Four years later I decided to go to West Georgia College.  Again, my grandfather offered for me to stay with him.  This time as his roommate/grandson.  It was a time for me to grow and get some independence and also a time to get to know him more.  Of the many lessons that he shared with me, often while sitting downstairs in his old recliner watching the Braves on channel 17 (TBS), was that he had loved.  Loved deeply and passionately.  He had his true love.  She came, and he watched her go.  And he did not regret any of it, not even the pain.  Because what is life without pain, joy, hurt, laughter, love.

He never remarried.  And I often thought he missed opportunity on another love, just like most of my family.  But he loved, and she loved him.  Loved deep and true.  What other human could hope to replace that?

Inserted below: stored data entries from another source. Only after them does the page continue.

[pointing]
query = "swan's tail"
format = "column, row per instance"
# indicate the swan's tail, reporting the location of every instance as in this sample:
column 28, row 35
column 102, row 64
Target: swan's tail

Have you ever felt that?  

It was shortly after her passing that I got lost in the world of B-rate movies (John Cusack films and others like them).  Romantic Comedies that would always end with the loveable loser finally getting the girl.  Maybe not the girl he thought, but the right girl.  I’ve spent most of my life wanting the fiction.  And the one love I have had turned out to be far from reality.  You can’t hope for the fiction to become real.  That’s why it entertains us so, because it takes us into something that is Fantasy.  

But what I have seen, and now clearly understand is the reality of a simple country preacher, pushing his wife across the cement.  Carrying her to her death with humility, fear, heartache and the truest love.